APC says Madrona Phase 2 meets permit guidelines
The development permit application for Phase 2 of the Madrona Marketplace meets all the required guidelines, according to the members of the Advisory Planning Commission.
However, members of the APC were not in agreement on recommending the Local Trust Committee approve the application. They cited certain items (such as the landscaping and open space provisions) they would like to see changed in the development proposal.
The APC met last Monday night after being asked by Island Trustees Sheila Malcolmson and Gisele Rudischer if the application met the guidelines for the Village Commercial Development Permit Area.
The APC members focused on the swatch of green space, which, due to setback requirements, will run between the building proposed and North Road. APC members said they would like that space to have benches and ways for the public to stop and enjoy the space, not just walk through it.
Applicants Chris Hock and Lana Pearson said their original plan included benches in the setback area, which when completed will measure 25 feet wide by 400 feet long (10,000 square feet, the same square footage of the building being proposed).
Because the area is a setback, under current zoning rules, benches are not permitted in the area.
Regional Planning Manager Chris Jackson said the bench issue could be solved by the applicant asking for a zoning variance. Such an application could be made in conjunction with the development permit area, or after the development is completed.
APC members said they would like to see the trustees work with the applicant to find a way to establish public seating in the setback area, as well as other green spaces planned for the development.
The applicants were also asked if they had completed the cleanup of the soil on the property, which had previously been the site of a gas station with underground storage tanks.
Chris explained he and Lana had been working for the last two years on remediation of the site and the process was 90 per cent complete, the 10 per cent remaining being the paperwork to declare the site clean.

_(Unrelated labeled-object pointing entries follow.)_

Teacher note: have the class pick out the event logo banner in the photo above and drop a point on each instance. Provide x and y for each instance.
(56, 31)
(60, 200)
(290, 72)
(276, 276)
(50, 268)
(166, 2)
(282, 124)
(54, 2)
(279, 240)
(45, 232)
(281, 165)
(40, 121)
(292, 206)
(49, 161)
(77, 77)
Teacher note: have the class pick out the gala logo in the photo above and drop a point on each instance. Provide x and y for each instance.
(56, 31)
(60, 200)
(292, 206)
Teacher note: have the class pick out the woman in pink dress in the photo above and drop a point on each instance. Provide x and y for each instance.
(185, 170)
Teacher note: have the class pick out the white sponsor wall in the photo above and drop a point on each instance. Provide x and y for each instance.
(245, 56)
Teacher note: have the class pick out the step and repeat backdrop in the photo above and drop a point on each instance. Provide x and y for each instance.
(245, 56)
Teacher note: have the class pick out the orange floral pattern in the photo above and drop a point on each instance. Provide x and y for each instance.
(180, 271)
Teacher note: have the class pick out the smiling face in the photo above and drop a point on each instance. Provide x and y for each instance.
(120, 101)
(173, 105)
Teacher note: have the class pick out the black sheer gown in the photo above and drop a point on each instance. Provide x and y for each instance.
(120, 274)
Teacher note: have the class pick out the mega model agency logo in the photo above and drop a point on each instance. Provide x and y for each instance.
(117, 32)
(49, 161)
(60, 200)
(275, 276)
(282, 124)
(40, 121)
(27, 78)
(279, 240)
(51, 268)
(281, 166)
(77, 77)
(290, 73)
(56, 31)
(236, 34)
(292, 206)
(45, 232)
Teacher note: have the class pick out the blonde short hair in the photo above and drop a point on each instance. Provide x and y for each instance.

He said, “You can’t get a building permit without a cleared site; they won’t issue it.”
Eighty-five loads of soil were dug out of the site and remediated on the back of the lot.

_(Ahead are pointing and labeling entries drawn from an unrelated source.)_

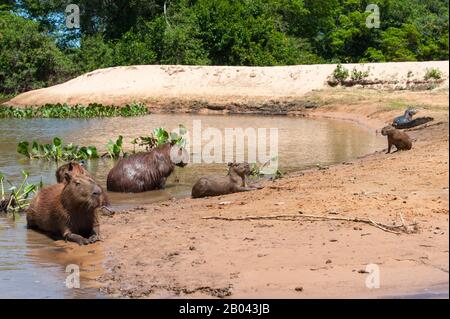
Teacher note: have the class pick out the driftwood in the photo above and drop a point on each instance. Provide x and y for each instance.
(387, 228)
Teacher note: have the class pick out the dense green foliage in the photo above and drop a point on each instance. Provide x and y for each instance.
(77, 111)
(19, 196)
(37, 50)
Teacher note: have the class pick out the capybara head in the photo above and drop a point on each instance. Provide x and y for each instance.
(410, 112)
(73, 168)
(387, 129)
(179, 155)
(80, 192)
(241, 169)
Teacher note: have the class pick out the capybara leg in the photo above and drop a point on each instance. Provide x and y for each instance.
(95, 236)
(389, 148)
(162, 183)
(80, 240)
(245, 189)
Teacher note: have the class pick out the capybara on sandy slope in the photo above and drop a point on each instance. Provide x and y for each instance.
(68, 209)
(396, 137)
(74, 169)
(215, 185)
(146, 171)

Chris said the alternate method was to have the soil barged off Gabriola, cleaned and brought back. Having it cleaned on site took longer, but was more cost effective.

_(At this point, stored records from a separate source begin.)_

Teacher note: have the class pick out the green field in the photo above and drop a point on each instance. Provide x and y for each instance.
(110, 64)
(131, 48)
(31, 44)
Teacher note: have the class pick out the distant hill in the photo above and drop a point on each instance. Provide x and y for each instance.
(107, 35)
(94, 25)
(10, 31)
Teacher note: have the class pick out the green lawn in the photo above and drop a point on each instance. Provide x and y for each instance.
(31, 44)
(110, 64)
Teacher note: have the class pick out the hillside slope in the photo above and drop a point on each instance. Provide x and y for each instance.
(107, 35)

He was also asked if having a gravel or other permeable surface for the parking lot was considered as an alternative to asphalt.
Chris said the issue with permeable surfaces is they do not collect fluids (such as oil) which drip from vehicles.
The design of the asphalt lot funnels the fluids and runoff into an oil trap where it is collected.
“After all the work we put in cleaning the soil, we are sensitive about having oil get back in to it.”
One of the issues APC members were concerned with is the guidelines do not require applicants to use indigenous plants in landscaping, only that there be natural (as opposed to plastic/artificial) plants used.
Trustees were asked to consider that concern when looking at approving this application.
Both Sheila and Gisele were present. Sheila said she thought what the APC members were talking about, whether it was the benches issue or use of natural species, she hoped the APC members would write these ideas down to bring back if there is a Village planning study within the Trust Committee’s work program.
She said much of what was done in the Official Community Plan and Land Use Bylaw in the 1990s was innovative then.
“We can find more innovation now.”
She added that if there is a move on the part of the community to have more benches, the Trust Committee could look at changing the zoning of the entire Village commercial zone, “so all the landowners can all have benches in the future.”
Other questions asked of the applicant:
Q: Why are there so many parking spots?
A: Some parking from Phase 1 was put on to the Phase 2 lot in order to allow the Phase 1 buildings to be built to their size.
Q: What about water and septic systems?
A: Due to it being a commercial building, rainwater is not permitted for interior use so the existing well will be used with a trickle tank (cistern) used as a mid-stream collection point. A rainwater collection system with cisterns will be built for use in the exterior functions such as watering the plants and grass. A septic system separate from the Phase 1 system will be built.
Q: Is there any connection intended to the Lions residence?
A: No. There is a piece of private property between Phase 2 and the Lions centre, which is not owned by the Madrona developers.
Q: Will any mature trees be kept?
A: The grove of trees currently beside North Road just west of the Phase 2/Phase 1 boundary will be kept and integrated into the 25-foot wide setback. Other mature vegetation will be maintained where possible.
Q: Will there be an electric car charging station?
A: The RDN is putting together a short list of locations for potential charging stations, which are being looked at through a provincial grant. At least one station is intended for Gabriola and Phase 2 has been submitted by the developers as a potential site.